# Appalachian Campground



## huntr70 (Jul 8, 2005)

Anyone interested in an informal rally for April 21-23??

We are thinking of reserving for this weekend for their trout derby.

See the website Here.

Nothing formal, just thought I would invite anyone else that wants to start the season!!

Steve


----------



## z-family (Oct 2, 2004)




----------



## hatcityhosehauler (Feb 13, 2004)

That's where the very first Official Northeast Outbackers Rally was, way back in the late summer of 2004. It is a nice campground, and my son and I watched someone pull a HUGE catfish out of their pond. Of course, I spent almost two hours there, with both my kids, and their brand new fishing rods, fresh from Cabela's, and didn't get not one nibble.

For info's sake, it was camping479, hootbob, and us. Just three of us, and so far, for Mothers Day weekend we have 17 families coming to Otter Lake, and 24 families going to Niagra Falls. We've come along way...

Oh yeah, the informal mini rally. I'll have to look at the calendar.

Tim


----------



## huntr70 (Jul 8, 2005)

hatcityhosehauler said:


> That's where the very first Official Northeast Outbackers Rally was, way back in the late summer of 2004. It is a nice campground, and my son and I watched someone pull a HUGE catfish out of their pond. Of course, I spent almost two hours there, with both my kids, and their brand new fishing rods, fresh from Cabela's, and didn't get not one nibble.
> 
> For info's sake, it was camping479, hootbob, and us. Just three of us, and so far, for Mothers Day weekend we have 17 families coming to Otter Lake, and 24 families going to Niagra Falls. We've come along way...
> 
> ...


Don and I were talking about that in chat...that's why I figured I'd ask if anyone is interested.

Steve


----------



## hatcityhosehauler (Feb 13, 2004)

Just checked my schedule, I'm working days on Saturday and Sunday of that weekend, so I don't think we'll make this year. Great idea though. I could use another trip to Cabelas.









Tim


----------



## HootBob (Apr 26, 2004)

We are in for it Steve









Don


----------



## RizFam (Feb 25, 2006)

Looks great, but don't think we'll have our trailer by then shy

Thanks for the invite,
Tami


----------



## ee4308 (Aug 23, 2005)

Looks like a great campground. sunny Hope yall have an enjoyable weekend.


----------



## Oregon_Camper (Sep 13, 2004)

Love to join...it's just a bit of a drive from Oregon.

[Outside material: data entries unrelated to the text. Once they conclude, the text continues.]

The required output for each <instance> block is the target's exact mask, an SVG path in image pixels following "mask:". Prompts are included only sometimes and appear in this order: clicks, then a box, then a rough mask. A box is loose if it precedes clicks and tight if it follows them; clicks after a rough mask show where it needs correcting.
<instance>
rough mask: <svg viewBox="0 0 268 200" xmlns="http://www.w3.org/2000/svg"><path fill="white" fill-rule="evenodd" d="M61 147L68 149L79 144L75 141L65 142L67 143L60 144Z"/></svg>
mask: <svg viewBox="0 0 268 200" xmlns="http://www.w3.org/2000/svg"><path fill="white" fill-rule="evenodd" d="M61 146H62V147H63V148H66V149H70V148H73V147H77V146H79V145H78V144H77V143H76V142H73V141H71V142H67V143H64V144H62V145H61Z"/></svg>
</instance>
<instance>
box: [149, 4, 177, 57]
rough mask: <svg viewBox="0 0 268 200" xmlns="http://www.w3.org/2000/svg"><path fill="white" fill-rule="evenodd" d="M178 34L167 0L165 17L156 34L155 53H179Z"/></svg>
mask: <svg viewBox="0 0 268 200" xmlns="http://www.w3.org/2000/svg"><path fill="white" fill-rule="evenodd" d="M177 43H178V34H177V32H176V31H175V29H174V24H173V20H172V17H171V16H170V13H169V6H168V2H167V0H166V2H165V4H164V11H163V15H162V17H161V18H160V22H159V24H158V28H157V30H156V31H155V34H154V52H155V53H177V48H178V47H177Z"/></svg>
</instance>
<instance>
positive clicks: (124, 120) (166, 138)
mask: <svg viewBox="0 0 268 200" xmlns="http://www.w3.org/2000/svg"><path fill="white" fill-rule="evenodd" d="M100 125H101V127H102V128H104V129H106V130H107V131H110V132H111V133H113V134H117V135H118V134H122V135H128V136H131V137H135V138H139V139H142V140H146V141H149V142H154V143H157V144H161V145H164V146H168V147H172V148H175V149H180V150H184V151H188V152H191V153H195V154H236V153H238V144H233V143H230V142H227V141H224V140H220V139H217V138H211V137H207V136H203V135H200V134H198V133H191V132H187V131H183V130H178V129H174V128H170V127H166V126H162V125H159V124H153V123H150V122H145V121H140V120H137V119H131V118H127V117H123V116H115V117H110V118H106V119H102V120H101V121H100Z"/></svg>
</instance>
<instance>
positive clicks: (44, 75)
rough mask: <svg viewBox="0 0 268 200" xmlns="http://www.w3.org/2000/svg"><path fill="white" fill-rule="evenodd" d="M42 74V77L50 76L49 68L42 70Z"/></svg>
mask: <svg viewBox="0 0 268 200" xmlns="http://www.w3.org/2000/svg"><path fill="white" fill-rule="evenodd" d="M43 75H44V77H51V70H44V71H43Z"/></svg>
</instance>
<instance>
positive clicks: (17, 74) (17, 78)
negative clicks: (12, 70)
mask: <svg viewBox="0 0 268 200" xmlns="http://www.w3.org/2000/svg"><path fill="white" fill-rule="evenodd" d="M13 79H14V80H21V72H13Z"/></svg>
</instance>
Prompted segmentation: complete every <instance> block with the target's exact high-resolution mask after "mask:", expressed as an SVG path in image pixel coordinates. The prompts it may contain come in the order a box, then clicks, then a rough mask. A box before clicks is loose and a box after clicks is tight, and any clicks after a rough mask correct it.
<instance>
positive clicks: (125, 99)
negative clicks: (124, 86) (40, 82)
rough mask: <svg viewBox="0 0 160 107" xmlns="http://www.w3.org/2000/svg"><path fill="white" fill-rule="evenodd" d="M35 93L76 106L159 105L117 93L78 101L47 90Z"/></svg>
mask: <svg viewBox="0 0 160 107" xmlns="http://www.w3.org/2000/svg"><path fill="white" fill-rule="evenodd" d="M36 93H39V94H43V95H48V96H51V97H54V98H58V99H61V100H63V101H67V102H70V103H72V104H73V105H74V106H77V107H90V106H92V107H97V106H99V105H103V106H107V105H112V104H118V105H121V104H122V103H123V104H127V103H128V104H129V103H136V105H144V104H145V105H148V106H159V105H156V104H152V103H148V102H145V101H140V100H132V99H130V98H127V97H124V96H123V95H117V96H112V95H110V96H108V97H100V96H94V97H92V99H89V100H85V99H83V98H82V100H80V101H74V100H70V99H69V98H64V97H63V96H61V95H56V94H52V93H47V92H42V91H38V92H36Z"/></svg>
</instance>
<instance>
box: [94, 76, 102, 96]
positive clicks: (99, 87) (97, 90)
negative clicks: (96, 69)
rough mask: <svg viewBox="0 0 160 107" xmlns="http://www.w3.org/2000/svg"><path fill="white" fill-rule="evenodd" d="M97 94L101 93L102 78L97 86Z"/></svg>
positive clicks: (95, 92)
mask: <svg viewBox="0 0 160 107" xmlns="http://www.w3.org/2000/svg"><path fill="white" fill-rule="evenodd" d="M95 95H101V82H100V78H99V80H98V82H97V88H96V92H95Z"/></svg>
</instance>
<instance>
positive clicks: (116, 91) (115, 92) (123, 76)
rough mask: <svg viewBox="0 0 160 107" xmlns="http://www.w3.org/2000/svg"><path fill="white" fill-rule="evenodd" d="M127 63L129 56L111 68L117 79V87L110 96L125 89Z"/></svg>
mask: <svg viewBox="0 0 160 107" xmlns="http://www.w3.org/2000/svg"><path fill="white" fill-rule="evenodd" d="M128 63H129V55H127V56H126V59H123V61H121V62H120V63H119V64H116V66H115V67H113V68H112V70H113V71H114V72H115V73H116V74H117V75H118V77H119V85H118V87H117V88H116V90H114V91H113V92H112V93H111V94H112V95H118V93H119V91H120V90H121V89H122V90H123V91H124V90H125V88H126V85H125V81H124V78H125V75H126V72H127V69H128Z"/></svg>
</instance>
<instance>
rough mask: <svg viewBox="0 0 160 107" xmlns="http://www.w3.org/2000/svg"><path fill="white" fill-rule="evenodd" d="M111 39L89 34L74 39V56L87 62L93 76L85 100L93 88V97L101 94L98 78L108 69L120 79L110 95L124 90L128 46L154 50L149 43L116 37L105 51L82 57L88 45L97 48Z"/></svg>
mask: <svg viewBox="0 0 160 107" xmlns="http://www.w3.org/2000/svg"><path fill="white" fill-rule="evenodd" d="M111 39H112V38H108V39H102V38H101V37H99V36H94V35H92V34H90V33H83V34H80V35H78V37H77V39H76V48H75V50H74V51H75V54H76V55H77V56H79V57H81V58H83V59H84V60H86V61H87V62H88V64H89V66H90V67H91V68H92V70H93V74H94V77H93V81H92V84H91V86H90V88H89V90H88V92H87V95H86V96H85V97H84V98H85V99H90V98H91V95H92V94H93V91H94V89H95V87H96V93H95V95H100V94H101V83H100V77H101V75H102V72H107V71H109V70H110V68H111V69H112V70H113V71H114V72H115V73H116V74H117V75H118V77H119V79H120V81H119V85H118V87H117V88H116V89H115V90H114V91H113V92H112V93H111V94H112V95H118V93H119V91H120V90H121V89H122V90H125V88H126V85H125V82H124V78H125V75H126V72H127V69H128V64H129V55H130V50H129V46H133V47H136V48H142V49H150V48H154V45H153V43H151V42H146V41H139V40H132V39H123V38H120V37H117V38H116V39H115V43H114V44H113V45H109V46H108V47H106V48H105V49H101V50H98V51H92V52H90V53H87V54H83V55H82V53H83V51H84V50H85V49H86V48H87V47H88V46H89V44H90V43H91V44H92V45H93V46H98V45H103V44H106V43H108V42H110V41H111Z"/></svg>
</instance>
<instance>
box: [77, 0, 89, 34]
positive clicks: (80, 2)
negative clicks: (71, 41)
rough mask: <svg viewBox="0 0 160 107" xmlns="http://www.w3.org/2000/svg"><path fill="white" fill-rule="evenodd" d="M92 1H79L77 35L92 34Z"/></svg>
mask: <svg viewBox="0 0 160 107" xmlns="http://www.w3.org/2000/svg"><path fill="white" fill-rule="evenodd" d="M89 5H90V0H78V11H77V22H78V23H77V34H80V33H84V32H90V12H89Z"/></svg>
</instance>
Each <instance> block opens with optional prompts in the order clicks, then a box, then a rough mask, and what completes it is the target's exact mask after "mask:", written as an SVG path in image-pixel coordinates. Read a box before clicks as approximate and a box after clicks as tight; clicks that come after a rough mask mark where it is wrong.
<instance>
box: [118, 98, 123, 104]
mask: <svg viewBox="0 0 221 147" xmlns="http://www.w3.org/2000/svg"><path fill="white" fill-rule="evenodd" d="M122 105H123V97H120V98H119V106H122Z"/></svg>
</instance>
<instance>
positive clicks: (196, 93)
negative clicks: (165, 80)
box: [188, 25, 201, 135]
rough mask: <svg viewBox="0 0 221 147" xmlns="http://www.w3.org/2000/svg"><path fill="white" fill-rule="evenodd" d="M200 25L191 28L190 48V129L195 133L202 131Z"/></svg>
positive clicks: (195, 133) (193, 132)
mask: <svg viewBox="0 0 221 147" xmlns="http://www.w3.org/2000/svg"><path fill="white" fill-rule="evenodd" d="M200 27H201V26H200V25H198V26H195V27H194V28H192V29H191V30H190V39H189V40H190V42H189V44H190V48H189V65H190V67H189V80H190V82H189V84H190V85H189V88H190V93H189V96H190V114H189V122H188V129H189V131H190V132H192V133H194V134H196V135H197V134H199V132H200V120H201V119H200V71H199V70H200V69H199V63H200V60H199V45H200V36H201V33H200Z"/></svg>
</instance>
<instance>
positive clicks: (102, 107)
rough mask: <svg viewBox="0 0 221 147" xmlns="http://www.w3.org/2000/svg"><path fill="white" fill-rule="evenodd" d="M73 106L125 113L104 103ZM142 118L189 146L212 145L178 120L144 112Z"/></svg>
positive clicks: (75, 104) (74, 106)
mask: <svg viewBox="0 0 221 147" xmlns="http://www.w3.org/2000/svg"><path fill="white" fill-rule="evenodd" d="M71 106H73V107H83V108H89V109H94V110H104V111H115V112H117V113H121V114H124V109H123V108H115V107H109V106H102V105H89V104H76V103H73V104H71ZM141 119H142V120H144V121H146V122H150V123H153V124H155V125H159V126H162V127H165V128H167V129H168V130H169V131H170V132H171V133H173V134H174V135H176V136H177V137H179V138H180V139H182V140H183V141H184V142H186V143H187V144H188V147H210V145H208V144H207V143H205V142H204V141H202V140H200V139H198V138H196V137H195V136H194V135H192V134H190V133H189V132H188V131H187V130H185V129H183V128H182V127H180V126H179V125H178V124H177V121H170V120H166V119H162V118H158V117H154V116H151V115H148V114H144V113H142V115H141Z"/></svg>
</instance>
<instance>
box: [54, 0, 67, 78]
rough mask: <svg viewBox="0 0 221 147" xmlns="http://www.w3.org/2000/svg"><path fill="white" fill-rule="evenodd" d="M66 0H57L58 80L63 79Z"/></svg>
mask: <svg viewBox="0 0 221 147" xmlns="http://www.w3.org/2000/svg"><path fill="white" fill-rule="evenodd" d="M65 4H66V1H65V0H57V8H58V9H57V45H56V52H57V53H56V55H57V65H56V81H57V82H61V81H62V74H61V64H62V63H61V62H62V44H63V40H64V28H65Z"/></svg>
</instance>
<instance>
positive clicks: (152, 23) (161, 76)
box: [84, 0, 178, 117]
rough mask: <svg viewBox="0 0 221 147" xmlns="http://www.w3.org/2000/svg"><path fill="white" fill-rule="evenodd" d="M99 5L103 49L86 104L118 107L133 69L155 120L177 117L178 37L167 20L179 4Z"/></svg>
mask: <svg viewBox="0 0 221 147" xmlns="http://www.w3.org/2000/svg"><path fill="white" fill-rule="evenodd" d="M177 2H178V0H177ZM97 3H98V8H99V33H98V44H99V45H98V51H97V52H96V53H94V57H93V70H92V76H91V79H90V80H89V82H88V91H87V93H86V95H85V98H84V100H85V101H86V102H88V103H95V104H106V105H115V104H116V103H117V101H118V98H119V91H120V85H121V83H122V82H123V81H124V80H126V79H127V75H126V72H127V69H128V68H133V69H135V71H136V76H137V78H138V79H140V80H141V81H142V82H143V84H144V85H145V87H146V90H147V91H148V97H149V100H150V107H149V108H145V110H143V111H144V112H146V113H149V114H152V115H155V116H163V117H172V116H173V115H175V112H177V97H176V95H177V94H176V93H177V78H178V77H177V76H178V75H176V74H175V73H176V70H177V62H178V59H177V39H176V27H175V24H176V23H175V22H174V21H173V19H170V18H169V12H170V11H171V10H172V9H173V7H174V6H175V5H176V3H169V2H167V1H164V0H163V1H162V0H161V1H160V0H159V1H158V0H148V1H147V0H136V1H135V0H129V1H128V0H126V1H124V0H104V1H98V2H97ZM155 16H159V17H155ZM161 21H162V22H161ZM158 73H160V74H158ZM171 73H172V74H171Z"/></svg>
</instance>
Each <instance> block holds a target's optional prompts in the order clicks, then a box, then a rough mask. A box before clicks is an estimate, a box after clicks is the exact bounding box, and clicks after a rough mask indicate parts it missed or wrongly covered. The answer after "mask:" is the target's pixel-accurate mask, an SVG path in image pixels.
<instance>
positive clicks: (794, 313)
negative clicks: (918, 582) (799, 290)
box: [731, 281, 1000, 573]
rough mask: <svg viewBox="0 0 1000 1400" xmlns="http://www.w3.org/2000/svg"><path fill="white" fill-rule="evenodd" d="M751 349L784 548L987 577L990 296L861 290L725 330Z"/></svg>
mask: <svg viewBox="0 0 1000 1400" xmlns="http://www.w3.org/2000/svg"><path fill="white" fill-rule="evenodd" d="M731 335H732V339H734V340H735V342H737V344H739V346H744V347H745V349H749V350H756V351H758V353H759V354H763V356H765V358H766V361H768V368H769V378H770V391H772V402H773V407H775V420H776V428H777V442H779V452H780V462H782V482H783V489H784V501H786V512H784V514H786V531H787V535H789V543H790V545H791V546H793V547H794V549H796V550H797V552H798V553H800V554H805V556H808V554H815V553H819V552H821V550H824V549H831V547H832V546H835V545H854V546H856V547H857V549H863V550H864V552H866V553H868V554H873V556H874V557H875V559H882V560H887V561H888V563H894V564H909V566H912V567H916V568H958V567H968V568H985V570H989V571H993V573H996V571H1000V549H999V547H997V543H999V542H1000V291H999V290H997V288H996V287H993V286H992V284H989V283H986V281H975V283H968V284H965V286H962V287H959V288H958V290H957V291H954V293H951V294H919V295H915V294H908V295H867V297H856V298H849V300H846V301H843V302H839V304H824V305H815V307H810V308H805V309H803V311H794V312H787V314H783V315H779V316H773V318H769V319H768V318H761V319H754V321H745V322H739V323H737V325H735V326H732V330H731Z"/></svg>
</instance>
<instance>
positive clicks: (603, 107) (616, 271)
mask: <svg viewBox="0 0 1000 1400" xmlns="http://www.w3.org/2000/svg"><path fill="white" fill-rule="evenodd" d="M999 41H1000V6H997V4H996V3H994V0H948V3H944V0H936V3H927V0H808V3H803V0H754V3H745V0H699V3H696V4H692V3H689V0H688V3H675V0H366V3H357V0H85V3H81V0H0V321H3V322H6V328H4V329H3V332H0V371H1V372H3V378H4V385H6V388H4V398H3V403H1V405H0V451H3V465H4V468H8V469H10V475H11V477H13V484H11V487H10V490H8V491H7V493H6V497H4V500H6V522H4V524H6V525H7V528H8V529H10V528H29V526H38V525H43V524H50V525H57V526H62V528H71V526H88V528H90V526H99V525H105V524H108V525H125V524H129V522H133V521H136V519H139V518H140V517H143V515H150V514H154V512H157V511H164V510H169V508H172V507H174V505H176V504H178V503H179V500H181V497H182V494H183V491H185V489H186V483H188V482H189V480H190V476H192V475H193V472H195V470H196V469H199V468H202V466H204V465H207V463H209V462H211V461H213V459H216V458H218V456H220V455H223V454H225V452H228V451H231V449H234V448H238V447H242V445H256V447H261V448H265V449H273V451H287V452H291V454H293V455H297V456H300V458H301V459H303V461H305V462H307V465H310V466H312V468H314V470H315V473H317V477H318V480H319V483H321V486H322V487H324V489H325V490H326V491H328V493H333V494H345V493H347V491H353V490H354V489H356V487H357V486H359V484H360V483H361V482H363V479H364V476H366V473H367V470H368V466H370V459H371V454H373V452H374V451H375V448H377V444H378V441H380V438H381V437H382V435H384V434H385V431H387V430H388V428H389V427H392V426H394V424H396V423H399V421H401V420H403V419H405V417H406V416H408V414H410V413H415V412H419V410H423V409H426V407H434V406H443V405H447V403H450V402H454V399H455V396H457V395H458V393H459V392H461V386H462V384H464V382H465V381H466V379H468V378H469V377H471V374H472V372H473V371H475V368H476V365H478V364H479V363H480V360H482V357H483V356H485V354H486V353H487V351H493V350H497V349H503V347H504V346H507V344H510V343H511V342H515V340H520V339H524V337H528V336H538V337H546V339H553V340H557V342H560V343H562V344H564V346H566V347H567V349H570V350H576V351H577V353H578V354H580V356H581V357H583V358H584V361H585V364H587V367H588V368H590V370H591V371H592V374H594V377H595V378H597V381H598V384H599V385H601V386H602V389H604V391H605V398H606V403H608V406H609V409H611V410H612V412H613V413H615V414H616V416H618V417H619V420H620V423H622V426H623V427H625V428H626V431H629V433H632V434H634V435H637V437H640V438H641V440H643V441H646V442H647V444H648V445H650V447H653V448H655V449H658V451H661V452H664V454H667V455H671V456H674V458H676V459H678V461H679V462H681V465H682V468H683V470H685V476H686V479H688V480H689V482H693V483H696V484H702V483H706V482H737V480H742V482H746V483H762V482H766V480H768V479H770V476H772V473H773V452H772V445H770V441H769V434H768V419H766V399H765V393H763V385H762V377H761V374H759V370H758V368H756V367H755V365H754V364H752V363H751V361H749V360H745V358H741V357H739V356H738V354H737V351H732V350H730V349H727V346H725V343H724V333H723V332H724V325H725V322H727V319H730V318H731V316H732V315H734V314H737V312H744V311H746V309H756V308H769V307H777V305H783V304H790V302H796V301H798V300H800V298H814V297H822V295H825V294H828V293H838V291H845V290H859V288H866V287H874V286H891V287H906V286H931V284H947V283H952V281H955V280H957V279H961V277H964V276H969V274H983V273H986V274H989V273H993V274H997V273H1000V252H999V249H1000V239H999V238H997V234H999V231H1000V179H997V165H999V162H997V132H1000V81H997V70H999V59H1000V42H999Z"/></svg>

Both of my sons LOVE to catch trout! Hope you have a great weekend and catch a lot of fish.


----------



## huntr70 (Jul 8, 2005)

Just wanted to let you guys know that I called today and reserved for that weekend.

Sounds like they have quite a few openings yet.

I didn't get a site number yet, but she said it will be on the confirmation e-mail.

Steve

PS- Gotta hit Cabela's myself for some fishing supplies


----------



## hurricaneplumber (Apr 12, 2004)

Did I hear CABELA'S?????


----------



## Highlander96 (Mar 1, 2005)

huntr70 said:


> Just wanted to let you guys know that I called today and reserved for that weekend.
> 
> Sounds like they have quite a few openings yet.
> 
> ...


Steve,

Let me talk to the boss. We may be in.

Happy Outbacking,

Tim


----------



## HootBob (Apr 26, 2004)

We are in Steve we got site 352

Don


----------



## huntr70 (Jul 8, 2005)

hurricaneplumber said:


> Did I hear CABELA'S?????
> 
> 
> 
> ...


Cabela's Cabela's Cabela's

Cabela's Cabela's Cabela's

Its calling me........

















LOL

Steve


----------



## Oregon_Camper (Sep 13, 2004)

huntr70 said:


> PS- Gotta hit Cabela's myself for some fishing supplies
> 
> 
> 
> ...


Ya only need one thing...MEPS! HAnd down the best way to catch trout


----------



## HootBob (Apr 26, 2004)

huntr70 said:


> hurricaneplumber said:
> 
> 
> > Did I hear CABELA'S?????
> ...


I hear you Steve









Don


----------



## huntr70 (Jul 8, 2005)

Double checked the reservation today.

We are in site 326.

Steve


----------



## HootBob (Apr 26, 2004)

Ok thanks Steve, We are right behid you then









Don


----------



## HootBob (Apr 26, 2004)

Steve I got my comformation e-mail today did you get yours

Don


----------



## huntr70 (Jul 8, 2005)

HootBob said:


> Steve I got my comformation e-mail today did you get yours
> 
> Don
> [snapback]94782[/snapback]​


Yep...

All set to go!!!

Its been a while since I filleted a trout...not sure if I remember how!!!

Steve


----------



## HootBob (Apr 26, 2004)

huntr70 said:


> HootBob said:
> 
> 
> > Steve I got my comformation e-mail today did you get yours
> ...


Steve it's like riding a bike you never forget
Don


----------